WWMN
- Petoskey, Michigan; United States;
- Broadcast area: Petoskey, Michigan
- Frequency: 1110 kHz

Programming
- Format: Silent

Ownership
- Owner: Mitten News LLC

History
- First air date: December 6, 1966
- Former call signs: WJML (1966–2024)

Technical information
- Licensing authority: FCC
- Facility ID: 63483
- Class: D
- Power: 10,000 watts (daytime); 10 watts (nighttime);

Links
- Public license information: Public file; LMS;

= WWMN (AM) =

WWMN (1110 AM) is a radio station licensed to Petoskey, Michigan, which is owned by John Yob, through licensee Mitten News LLC.

==History==
===Signing on===
In somewhat of a rarity, WJML-FM 98.9 started first, on December 7, 1965, since in most situations, the AM station is usually the first to sign on. In the beginning, the station was an automated MOR format, with one live DJ, Bill Supernaw, in the morning (Supernaw was the owner of the Cinema III movie theatre in Charlevoix). The station was owned by a Chicago broadcaster who named his station after his three children, John, Michael and Linda. It was one of northern Michigan's first-ever FM stations, and since many folks did not have an FM radio at the time, an AM station, WJML (1110 AM) went on the air on December 6, 1966. WJML was at the time the strongest AM station in northern Michigan during the daytime at 10 kW. However, the station was daytime only.

===2010s===
On May 29, 2015, WJML's FM repeater in Charlevoix, W235CL on 94.9, signed on, providing 24/7 daytime coverage to the immediate Charlevoix area, with 250 watts of power. Effective August 8, 2016, W235CL moved to 101.1 FM in Traverse City as W266CS. On January 31, 2017, WJML, WJNL and W266CS were sold to John Yob's Mitten News LLC for $700,000; the sale was consummated on May 23, 2017.

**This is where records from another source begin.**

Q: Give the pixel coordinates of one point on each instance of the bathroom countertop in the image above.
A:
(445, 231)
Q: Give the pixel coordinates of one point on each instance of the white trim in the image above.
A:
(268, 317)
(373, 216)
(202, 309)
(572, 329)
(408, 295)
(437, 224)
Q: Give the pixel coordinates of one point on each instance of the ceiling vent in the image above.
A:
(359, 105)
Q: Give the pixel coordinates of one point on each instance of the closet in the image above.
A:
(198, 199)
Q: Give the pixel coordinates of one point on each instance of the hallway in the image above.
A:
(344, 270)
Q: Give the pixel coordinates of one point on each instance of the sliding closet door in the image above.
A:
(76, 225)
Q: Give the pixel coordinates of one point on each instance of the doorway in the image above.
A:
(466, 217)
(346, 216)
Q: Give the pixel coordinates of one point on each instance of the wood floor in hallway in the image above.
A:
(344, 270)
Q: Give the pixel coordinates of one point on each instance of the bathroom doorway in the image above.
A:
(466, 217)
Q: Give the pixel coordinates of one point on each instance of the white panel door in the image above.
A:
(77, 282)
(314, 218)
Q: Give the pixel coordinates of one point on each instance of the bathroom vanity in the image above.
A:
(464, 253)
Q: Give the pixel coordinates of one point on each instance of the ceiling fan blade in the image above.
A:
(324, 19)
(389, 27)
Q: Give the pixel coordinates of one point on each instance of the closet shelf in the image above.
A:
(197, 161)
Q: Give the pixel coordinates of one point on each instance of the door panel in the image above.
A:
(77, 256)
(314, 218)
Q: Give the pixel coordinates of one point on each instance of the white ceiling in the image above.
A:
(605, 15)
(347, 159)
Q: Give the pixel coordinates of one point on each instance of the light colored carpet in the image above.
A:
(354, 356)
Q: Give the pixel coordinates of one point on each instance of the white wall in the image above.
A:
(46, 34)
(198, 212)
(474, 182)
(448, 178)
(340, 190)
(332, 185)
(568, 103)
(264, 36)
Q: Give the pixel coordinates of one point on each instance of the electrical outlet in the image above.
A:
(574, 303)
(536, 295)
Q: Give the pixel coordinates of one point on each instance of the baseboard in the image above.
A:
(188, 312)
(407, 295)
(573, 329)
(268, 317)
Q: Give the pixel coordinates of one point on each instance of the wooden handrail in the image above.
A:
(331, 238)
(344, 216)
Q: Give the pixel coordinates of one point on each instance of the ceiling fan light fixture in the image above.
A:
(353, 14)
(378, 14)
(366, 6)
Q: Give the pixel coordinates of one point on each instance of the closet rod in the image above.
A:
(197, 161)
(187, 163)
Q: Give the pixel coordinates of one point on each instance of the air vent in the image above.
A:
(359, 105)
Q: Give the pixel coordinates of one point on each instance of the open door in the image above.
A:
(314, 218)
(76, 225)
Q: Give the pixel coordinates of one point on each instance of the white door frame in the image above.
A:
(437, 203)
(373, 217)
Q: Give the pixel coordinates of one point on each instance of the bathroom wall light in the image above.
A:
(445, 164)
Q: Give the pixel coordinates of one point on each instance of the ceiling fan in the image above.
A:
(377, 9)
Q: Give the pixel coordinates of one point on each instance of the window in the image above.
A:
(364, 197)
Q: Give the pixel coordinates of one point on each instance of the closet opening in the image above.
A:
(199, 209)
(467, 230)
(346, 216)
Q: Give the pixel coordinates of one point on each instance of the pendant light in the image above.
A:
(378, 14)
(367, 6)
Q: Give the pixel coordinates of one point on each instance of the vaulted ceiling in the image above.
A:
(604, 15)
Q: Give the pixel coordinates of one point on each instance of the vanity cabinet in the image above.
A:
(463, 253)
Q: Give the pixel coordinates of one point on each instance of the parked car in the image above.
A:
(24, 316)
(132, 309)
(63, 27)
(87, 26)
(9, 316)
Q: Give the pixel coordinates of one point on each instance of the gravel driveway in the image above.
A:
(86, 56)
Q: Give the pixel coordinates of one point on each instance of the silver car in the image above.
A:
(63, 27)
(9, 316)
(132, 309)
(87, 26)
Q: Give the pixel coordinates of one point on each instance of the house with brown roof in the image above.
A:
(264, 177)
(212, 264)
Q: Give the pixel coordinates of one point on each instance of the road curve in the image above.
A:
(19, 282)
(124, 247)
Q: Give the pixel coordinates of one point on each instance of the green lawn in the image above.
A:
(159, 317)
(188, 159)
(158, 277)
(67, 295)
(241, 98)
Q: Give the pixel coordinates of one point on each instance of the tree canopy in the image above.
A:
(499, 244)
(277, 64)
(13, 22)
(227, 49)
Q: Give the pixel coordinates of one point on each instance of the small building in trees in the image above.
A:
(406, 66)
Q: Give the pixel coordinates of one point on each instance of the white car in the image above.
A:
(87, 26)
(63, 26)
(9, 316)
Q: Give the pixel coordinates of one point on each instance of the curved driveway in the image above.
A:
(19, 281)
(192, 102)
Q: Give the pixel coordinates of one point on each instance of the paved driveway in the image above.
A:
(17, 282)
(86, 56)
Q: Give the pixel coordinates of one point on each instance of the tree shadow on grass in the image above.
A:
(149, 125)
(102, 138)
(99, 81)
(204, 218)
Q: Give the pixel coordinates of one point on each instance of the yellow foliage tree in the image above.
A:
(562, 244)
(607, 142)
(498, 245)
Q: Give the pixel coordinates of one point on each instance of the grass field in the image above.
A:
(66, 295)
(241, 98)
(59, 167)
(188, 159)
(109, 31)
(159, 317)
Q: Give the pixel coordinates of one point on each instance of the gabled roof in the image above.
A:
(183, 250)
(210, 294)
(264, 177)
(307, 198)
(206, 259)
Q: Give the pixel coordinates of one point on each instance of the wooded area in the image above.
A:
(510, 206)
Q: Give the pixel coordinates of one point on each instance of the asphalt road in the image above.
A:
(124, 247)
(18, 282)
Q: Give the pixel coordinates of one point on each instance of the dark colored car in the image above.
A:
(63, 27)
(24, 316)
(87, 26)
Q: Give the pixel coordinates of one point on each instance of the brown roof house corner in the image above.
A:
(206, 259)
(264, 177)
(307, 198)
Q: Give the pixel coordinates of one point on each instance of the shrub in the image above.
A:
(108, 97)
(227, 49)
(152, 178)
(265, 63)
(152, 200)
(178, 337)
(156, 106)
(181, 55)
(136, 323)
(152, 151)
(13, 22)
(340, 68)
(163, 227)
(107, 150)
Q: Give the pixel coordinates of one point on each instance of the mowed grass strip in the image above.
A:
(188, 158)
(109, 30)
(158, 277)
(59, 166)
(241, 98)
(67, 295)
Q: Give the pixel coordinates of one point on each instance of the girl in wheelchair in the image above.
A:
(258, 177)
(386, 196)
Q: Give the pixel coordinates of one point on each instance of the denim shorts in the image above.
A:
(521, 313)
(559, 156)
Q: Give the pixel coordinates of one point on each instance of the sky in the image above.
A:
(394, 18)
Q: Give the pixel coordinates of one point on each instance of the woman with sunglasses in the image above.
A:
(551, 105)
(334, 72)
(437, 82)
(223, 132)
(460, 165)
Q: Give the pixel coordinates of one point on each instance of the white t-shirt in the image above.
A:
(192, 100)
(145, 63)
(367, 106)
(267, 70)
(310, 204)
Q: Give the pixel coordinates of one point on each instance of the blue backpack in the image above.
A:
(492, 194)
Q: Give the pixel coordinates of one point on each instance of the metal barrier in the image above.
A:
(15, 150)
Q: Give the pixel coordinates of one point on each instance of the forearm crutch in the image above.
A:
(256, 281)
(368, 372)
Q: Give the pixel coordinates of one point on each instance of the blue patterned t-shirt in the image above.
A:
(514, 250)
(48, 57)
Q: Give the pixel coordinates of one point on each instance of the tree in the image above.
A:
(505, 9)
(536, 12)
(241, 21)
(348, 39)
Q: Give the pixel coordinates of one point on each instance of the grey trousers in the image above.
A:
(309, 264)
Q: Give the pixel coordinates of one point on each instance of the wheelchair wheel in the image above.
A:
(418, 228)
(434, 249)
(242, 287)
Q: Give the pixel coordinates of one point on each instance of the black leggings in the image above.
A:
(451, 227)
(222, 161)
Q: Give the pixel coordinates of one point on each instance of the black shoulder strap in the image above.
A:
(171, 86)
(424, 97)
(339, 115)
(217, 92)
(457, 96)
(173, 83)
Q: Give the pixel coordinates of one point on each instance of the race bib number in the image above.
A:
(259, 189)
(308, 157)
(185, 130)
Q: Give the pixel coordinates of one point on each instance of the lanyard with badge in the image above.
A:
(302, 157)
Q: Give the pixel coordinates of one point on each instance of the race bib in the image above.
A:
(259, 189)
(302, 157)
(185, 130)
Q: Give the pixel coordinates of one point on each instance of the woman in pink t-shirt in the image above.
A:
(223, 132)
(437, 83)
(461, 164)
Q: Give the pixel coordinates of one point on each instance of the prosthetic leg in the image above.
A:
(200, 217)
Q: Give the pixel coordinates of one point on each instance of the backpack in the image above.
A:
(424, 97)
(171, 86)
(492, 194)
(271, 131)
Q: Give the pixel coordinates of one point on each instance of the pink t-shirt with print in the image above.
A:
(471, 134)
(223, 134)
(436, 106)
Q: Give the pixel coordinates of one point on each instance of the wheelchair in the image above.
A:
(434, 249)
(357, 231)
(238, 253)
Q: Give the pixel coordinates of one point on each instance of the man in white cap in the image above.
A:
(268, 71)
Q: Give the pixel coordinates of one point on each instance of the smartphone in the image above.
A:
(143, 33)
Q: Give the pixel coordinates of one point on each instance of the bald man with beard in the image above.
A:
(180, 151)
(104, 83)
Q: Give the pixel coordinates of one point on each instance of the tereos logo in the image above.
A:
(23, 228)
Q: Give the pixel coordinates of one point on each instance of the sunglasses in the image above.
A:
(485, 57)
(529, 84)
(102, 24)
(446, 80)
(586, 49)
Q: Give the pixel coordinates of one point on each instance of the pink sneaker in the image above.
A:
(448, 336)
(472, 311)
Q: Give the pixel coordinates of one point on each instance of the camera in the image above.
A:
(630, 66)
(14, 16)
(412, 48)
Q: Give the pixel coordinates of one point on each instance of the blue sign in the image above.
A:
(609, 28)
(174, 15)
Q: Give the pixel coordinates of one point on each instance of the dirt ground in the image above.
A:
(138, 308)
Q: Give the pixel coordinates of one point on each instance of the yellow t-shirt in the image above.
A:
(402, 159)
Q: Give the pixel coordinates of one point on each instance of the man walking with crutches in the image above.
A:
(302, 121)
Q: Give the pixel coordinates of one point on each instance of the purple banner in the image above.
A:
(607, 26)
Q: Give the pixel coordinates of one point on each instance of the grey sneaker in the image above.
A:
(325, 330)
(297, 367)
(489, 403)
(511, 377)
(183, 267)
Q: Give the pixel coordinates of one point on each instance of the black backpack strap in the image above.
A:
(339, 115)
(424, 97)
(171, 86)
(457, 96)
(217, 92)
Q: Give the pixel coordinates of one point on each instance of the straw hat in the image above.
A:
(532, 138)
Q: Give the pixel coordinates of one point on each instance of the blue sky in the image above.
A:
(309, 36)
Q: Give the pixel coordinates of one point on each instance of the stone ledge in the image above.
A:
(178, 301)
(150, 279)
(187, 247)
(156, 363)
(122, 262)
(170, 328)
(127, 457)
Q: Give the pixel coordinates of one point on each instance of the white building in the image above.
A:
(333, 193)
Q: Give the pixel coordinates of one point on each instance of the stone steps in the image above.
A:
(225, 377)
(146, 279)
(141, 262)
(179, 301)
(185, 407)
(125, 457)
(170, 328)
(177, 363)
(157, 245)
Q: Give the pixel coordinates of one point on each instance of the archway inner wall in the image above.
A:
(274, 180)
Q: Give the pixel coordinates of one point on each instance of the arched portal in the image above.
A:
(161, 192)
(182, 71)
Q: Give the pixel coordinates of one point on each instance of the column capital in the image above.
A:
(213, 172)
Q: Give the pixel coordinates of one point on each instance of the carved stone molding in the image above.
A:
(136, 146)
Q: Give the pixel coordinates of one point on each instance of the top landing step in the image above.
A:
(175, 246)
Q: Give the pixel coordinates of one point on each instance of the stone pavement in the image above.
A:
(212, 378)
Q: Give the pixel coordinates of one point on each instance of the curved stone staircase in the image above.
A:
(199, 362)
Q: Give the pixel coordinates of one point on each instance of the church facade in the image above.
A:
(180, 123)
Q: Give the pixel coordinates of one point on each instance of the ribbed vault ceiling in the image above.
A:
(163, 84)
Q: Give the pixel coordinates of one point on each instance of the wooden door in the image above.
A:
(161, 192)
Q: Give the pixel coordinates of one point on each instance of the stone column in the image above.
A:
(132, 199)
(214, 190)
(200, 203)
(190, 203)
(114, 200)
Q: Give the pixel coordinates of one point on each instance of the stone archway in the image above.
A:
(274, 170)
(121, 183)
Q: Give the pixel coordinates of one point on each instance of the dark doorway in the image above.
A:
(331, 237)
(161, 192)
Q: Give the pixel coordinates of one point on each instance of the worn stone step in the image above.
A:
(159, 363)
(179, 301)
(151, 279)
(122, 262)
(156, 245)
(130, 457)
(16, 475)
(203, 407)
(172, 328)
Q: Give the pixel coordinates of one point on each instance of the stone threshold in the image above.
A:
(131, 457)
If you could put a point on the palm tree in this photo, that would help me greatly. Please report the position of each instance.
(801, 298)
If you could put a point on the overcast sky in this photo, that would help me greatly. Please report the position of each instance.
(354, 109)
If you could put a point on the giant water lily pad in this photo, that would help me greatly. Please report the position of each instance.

As of 13 May 2018, WJML could be heard on WWMN 106.3 in Thompsonville, WYPV 94.5 in Mackinaw City and WHAK 960 in Rogers City.

===2020s===
On June 22, 2020, WWMN and WYPV changed their simulcasts to that of album-oriented rock-formatted WQON, and no longer broadcast WJML on their signals.

In June 2022, WJML went silent. It returned to the air on June 20, 2023.

WJML and WWMN swapped call signs on December 9, 2024.